The $2,400 problem: what every missed call costs your network

Forty to fifty percent of home service inquiries arrive outside business hours. Most franchise networks can't see which locations are losing them, or how much each one costs.

6 min read

At a glance

  • 40-50% of home service inquiries arrive outside standard business hours, before 8 AM, after 6 PM, and on weekends
  • In home cleaning, a single missed inquiry represents a potential $2,640 in recurring customer value - the source of the $2,400 headline
  • Aire Serv reported a 257% increase in after-hours bookings after deploying AI call handling - proof that the demand was always there
  • Most franchisors have no system to see which locations are missing calls or what those misses cost at the network level

A few years ago, Aire Serv deployed an AI voice system to handle calls arriving after business hours. Before the deployment, their live answering service booked 5 calls during a given period. After the AI went live, the same window produced 208 bookings.

That 257% increase in after-hours bookings was recovery, not growth.

The demand had always been there. The calls were arriving, and the franchises weren't answering.

The math behind the headline

The "$2,400 problem" is not a fixed number; it's a calculation that varies by vertical. In home cleaning, it's particularly stark.

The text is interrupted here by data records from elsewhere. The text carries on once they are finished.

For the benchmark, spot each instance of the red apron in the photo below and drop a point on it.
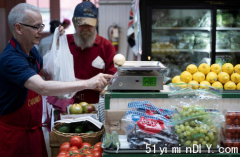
(21, 132)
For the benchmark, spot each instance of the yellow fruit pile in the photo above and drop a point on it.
(227, 77)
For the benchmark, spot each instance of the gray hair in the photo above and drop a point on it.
(18, 14)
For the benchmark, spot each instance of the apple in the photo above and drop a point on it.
(83, 103)
(228, 143)
(229, 135)
(231, 129)
(89, 108)
(229, 121)
(236, 122)
(232, 115)
(76, 109)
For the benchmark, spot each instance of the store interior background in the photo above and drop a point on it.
(109, 12)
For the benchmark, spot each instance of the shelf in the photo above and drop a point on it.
(180, 50)
(184, 28)
(228, 28)
(226, 51)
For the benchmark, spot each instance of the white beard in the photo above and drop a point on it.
(85, 39)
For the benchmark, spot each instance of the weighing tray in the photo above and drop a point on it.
(141, 65)
(124, 148)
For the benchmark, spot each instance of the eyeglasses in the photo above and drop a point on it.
(40, 28)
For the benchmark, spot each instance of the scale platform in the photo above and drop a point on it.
(138, 76)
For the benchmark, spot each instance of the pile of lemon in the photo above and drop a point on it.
(227, 77)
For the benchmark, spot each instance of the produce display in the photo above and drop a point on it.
(196, 127)
(205, 76)
(78, 127)
(80, 108)
(75, 147)
(231, 129)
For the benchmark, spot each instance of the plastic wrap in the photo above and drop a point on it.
(198, 120)
(149, 125)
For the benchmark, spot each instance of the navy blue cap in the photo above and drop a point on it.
(85, 9)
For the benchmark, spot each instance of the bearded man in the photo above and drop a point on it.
(92, 53)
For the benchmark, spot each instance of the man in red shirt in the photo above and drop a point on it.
(92, 53)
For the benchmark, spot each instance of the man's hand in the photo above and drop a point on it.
(61, 30)
(99, 81)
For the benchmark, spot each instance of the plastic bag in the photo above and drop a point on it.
(147, 125)
(198, 120)
(58, 62)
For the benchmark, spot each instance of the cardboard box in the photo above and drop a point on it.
(113, 121)
(72, 116)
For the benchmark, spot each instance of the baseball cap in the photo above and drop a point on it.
(85, 13)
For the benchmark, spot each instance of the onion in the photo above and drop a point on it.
(119, 59)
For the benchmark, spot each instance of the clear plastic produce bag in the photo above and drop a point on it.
(198, 120)
(58, 62)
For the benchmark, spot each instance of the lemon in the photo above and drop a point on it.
(186, 76)
(211, 77)
(204, 84)
(235, 77)
(204, 68)
(237, 68)
(238, 86)
(176, 79)
(230, 85)
(217, 84)
(194, 84)
(198, 76)
(228, 68)
(223, 77)
(216, 68)
(191, 68)
(182, 84)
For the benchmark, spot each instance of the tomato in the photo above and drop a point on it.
(97, 149)
(76, 141)
(62, 155)
(65, 146)
(97, 154)
(62, 152)
(232, 115)
(75, 151)
(73, 148)
(229, 121)
(236, 122)
(87, 152)
(85, 144)
(98, 144)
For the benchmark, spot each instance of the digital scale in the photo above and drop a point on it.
(138, 75)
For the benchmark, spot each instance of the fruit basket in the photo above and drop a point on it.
(231, 129)
(91, 138)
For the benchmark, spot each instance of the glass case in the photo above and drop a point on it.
(179, 33)
(228, 36)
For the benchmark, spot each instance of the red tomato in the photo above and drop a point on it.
(85, 144)
(62, 155)
(236, 122)
(97, 154)
(97, 149)
(75, 151)
(98, 144)
(76, 141)
(229, 121)
(65, 146)
(73, 148)
(62, 152)
(232, 115)
(87, 152)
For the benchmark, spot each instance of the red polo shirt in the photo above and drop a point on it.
(83, 64)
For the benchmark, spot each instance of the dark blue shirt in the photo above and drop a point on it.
(16, 68)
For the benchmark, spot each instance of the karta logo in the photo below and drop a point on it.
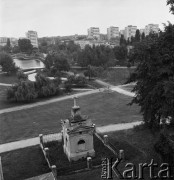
(131, 171)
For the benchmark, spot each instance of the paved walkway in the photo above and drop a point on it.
(35, 141)
(4, 84)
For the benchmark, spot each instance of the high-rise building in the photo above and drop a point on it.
(151, 28)
(121, 32)
(112, 32)
(142, 31)
(130, 31)
(32, 36)
(94, 32)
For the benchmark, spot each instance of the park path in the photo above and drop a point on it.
(18, 108)
(28, 106)
(4, 84)
(35, 141)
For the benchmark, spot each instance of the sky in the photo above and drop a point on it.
(69, 17)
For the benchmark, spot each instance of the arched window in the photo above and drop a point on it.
(81, 142)
(81, 145)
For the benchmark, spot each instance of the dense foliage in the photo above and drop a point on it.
(25, 45)
(7, 63)
(155, 77)
(165, 147)
(56, 63)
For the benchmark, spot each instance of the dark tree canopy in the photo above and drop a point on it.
(7, 63)
(171, 3)
(55, 63)
(25, 45)
(155, 76)
(142, 36)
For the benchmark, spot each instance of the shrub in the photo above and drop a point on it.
(77, 81)
(165, 147)
(27, 91)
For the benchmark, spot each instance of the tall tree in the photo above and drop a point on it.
(142, 36)
(137, 36)
(56, 63)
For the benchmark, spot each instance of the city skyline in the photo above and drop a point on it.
(67, 17)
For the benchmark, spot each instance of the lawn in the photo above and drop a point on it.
(138, 144)
(116, 76)
(24, 163)
(103, 108)
(139, 148)
(128, 87)
(8, 79)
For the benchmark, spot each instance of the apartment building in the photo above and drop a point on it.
(93, 33)
(32, 36)
(130, 31)
(142, 31)
(151, 28)
(112, 32)
(3, 41)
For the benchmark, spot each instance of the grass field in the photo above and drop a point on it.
(128, 87)
(20, 164)
(103, 108)
(137, 143)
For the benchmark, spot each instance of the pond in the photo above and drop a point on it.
(29, 64)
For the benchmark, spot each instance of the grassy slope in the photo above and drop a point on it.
(137, 144)
(128, 87)
(116, 76)
(8, 79)
(102, 107)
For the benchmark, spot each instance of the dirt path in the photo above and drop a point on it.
(18, 108)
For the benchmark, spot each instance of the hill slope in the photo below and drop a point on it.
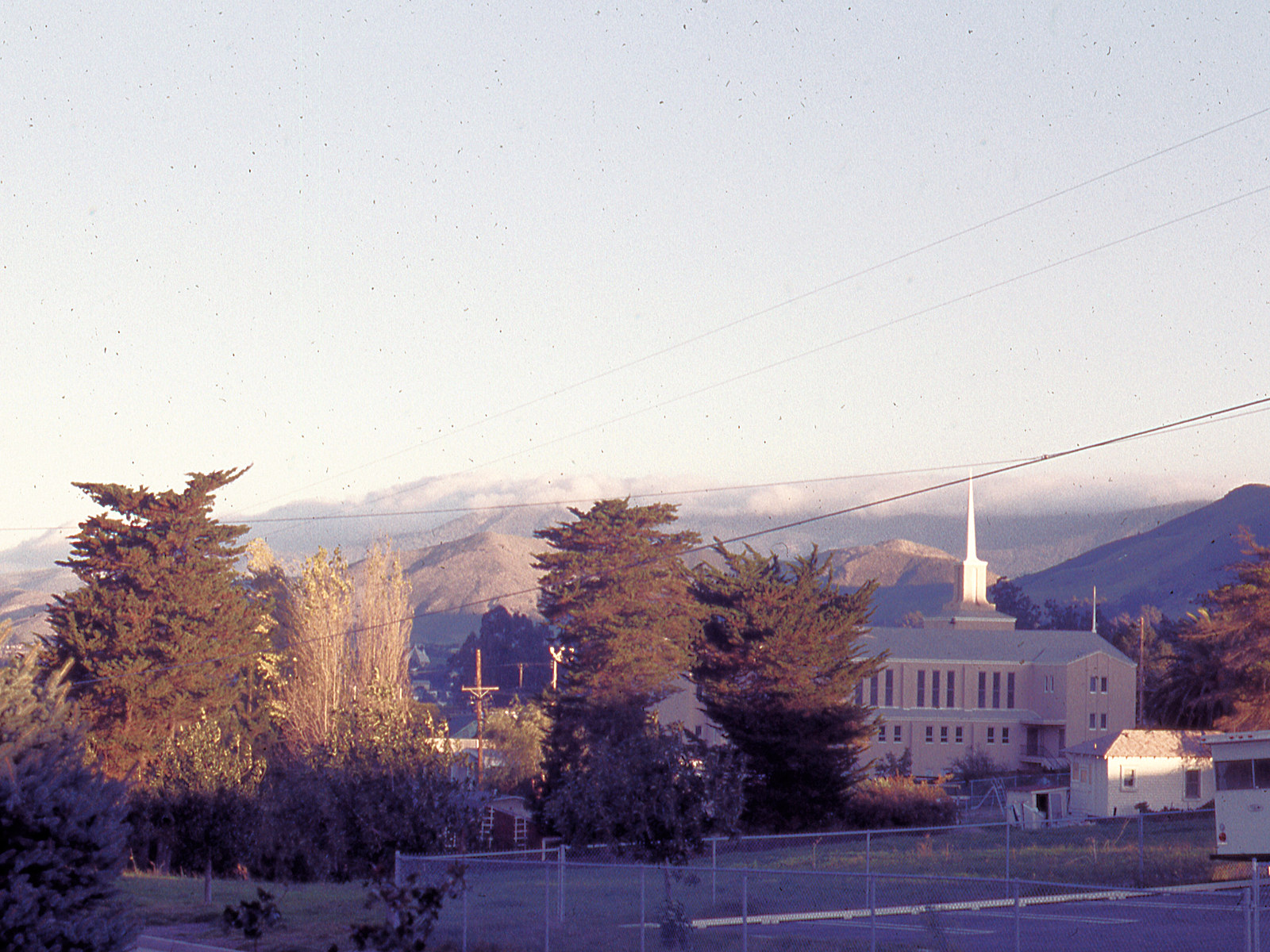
(1168, 566)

A recurring cleaning client typically generates around $220 per month in revenue. Average tenure runs 12 months for a new customer, some considerably longer. Lifetime value of a single converted inquiry: somewhere between $2,640 and $5,280.

40-50%

of home service inquiries arrive outside standard business hours

Housecall Pro / WebFX industry data

When an after-hours call goes unanswered, the franchisee loses more than a one-time job; they lose the recurring relationship. At a location receiving 120 inquiries per year, with half arriving after hours and a 35% miss rate on those calls, that's roughly 21 unanswered inquiries annually. Even at conservative conversion assumptions, five clients per year, each worth $2,640 in first-year revenue, the per-location loss exceeds $13,000 before accounting for anything else.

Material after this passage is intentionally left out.